Mental Disorders | Social Security Disability in Oregon
Physical injuries are often the first thing that comes to mind when Social Security disability in Oregon is discussed. However, mental illnesses are also considered disabling conditions for people of all ages. There are specific requirements to receive SSD for mental disorders. When you schedule a consultation with Mr. Sly, he can explain these requirements more in-depth. When you understand your rights, you are one step closer to qualifying for disability benefits. When you are searching for a Social Security attorney in Vancouver, you can depend on Richard Sly, Attorney at Law to provide assistance and guidance when filing a claim. By speaking with disability lawyers in Portland, you will understand the connection between Social Security disability and mental disorders.
Living with a Disability for Mental Illness
The Social Security Administration (SSA) has created a series of outlines for those with these disabling conditions. It is important to note that this set of regulations is only an outline, and any provable impairment can be deemed disabling. The SSA considers a disability for mental illness to include everything from depression-related illnesses to psychotic disorders and low IQ.
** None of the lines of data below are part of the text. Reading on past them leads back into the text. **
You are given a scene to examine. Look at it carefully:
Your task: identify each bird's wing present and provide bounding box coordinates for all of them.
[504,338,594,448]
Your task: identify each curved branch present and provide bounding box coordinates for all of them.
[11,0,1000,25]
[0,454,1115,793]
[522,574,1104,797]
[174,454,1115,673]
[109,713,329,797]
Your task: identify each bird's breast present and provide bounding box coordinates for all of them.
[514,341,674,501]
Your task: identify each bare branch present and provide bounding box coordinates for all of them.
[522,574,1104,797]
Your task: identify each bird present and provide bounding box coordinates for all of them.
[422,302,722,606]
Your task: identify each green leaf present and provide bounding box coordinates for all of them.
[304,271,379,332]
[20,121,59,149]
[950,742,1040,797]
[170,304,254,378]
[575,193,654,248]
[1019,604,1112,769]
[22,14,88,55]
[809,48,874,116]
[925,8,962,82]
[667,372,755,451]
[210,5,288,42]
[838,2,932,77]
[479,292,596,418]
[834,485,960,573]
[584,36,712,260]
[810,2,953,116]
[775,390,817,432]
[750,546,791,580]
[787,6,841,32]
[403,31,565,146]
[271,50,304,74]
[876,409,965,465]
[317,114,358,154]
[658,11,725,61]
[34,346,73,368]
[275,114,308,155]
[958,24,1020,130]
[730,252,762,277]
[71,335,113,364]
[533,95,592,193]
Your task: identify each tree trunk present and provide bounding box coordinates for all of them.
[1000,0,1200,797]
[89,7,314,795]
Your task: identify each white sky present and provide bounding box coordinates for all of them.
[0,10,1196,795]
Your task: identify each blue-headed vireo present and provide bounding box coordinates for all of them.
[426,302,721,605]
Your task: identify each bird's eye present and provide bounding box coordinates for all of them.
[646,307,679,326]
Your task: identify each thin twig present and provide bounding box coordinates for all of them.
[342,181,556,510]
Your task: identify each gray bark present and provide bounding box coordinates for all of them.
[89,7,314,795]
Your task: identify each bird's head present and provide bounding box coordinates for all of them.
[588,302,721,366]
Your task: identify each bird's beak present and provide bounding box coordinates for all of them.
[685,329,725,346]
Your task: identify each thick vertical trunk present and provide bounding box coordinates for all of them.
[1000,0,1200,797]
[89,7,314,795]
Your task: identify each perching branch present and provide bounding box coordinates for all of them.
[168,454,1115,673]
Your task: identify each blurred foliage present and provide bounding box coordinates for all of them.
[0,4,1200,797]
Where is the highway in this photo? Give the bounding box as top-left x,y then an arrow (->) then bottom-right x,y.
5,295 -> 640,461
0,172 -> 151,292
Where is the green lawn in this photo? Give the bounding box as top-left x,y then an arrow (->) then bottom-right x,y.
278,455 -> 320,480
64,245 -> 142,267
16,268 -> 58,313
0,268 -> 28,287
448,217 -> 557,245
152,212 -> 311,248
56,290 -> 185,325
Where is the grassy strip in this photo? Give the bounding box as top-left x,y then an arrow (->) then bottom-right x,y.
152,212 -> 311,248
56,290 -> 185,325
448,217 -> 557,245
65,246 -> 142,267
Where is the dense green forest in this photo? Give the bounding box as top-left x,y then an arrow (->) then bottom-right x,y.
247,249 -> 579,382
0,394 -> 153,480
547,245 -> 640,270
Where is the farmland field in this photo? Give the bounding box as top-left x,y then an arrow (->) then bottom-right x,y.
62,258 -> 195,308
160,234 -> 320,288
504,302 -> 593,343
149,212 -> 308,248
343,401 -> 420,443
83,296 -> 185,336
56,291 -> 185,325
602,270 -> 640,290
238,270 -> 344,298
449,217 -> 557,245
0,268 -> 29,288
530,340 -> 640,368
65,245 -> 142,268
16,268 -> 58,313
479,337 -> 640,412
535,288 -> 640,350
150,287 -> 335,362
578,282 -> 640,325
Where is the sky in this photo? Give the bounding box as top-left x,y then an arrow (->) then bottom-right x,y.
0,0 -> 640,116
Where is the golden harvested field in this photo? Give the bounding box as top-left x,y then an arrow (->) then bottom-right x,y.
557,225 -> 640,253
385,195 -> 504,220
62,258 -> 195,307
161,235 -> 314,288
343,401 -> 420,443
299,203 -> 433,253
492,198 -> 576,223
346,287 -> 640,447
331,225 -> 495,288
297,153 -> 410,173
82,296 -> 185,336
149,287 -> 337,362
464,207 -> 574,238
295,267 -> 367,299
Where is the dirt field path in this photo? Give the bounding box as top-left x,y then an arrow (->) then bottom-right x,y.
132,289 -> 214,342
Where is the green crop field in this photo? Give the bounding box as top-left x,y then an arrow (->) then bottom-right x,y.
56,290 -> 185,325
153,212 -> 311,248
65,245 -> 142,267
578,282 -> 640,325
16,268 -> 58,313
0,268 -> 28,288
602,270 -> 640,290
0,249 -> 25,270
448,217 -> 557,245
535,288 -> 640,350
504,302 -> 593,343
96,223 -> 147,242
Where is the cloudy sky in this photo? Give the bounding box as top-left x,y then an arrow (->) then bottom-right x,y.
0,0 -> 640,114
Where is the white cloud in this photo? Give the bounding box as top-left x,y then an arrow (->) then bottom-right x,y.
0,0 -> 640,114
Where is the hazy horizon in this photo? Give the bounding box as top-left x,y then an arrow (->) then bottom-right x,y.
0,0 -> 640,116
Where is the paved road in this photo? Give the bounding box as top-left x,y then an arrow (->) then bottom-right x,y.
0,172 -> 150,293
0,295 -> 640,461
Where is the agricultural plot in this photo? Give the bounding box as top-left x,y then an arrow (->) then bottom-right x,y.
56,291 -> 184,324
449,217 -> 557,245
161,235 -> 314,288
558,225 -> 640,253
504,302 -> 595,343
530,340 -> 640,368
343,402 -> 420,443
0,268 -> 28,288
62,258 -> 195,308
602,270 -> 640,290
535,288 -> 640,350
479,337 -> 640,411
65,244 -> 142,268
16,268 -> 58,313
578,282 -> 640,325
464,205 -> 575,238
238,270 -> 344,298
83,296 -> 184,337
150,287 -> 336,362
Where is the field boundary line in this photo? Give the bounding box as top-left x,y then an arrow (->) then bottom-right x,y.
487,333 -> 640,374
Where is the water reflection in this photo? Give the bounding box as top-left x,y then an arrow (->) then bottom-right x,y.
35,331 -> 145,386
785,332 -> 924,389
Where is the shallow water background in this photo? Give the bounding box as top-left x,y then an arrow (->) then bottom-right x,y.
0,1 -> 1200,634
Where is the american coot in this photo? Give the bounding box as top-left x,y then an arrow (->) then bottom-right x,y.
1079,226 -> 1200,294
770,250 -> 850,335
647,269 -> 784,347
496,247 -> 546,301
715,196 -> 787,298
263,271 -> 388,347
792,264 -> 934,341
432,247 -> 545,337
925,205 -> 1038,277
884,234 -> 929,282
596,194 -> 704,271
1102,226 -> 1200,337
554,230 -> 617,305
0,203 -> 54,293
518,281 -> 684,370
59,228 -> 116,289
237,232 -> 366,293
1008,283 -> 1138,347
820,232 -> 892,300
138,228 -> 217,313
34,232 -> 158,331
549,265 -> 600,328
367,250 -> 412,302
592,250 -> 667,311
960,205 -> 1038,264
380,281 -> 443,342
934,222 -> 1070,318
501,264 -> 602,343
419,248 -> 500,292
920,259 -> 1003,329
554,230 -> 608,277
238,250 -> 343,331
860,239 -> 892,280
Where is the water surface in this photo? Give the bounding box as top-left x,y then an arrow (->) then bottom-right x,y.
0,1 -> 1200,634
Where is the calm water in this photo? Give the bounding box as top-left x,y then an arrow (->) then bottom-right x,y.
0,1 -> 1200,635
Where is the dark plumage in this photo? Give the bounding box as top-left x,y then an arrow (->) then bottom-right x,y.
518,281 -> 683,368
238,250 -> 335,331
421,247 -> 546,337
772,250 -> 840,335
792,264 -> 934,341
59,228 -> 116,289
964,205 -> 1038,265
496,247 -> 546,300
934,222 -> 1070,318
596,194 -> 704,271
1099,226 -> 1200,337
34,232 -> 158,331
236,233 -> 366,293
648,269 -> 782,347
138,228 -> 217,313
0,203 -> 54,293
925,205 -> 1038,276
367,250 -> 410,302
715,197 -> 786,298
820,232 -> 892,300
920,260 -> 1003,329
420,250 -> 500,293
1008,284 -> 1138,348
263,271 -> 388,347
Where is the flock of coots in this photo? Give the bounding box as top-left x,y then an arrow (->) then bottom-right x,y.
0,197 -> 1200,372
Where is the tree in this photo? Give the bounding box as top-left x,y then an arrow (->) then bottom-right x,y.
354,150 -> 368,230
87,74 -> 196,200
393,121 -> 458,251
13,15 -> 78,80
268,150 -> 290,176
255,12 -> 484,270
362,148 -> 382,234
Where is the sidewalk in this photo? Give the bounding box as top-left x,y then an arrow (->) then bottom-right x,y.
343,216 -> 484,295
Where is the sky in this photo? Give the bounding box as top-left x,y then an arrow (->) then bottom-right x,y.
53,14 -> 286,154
Even if your disorder does noes meet standard qualifications, you may still be eligible for benefits if you can prove you cannot perform a simple, unskilled job correctly. The SSA has listed the following conditions:
- Mental Disorders
- Schizophrenia Spectrum and Other Psychotic Disorders
- Bipolar, Depressive, and Related Disorders
- Intellectual Disorders
- Anxiety and Obsessive-Compulsive Disorders
- Somatic Symptoms and Related Disorders
- Personality and Impulse-Control Disorders
- Autism Spectrum Disorders
- Neurodevelopmental Disorders
- Eating Disorders
- Trauma and Stressor-Related Disorders
Regulations for Children and Teenagers
Life is difficult enough for many children and teenagers. These dependents who live with severe emotional issues or a disability for mental illness may qualify for benefits through the Supplemental Security Income program. If a child’s impairment is severely limiting, he or she can also be found to be disabled, and he or she will receive disability benefits automatically. If the impairment is not severely limited, the SSA will conduct assessments in the following areas to determine how limiting activities are for the child:
- Paying Attention
- Learning and Using Information
- Completing Tasks
- Interacting with Others
If you would like to learn more about mental disorder requirements and Social Security disability, you can contact Mr. Sly by calling the law office at (503) 676-6162 right now.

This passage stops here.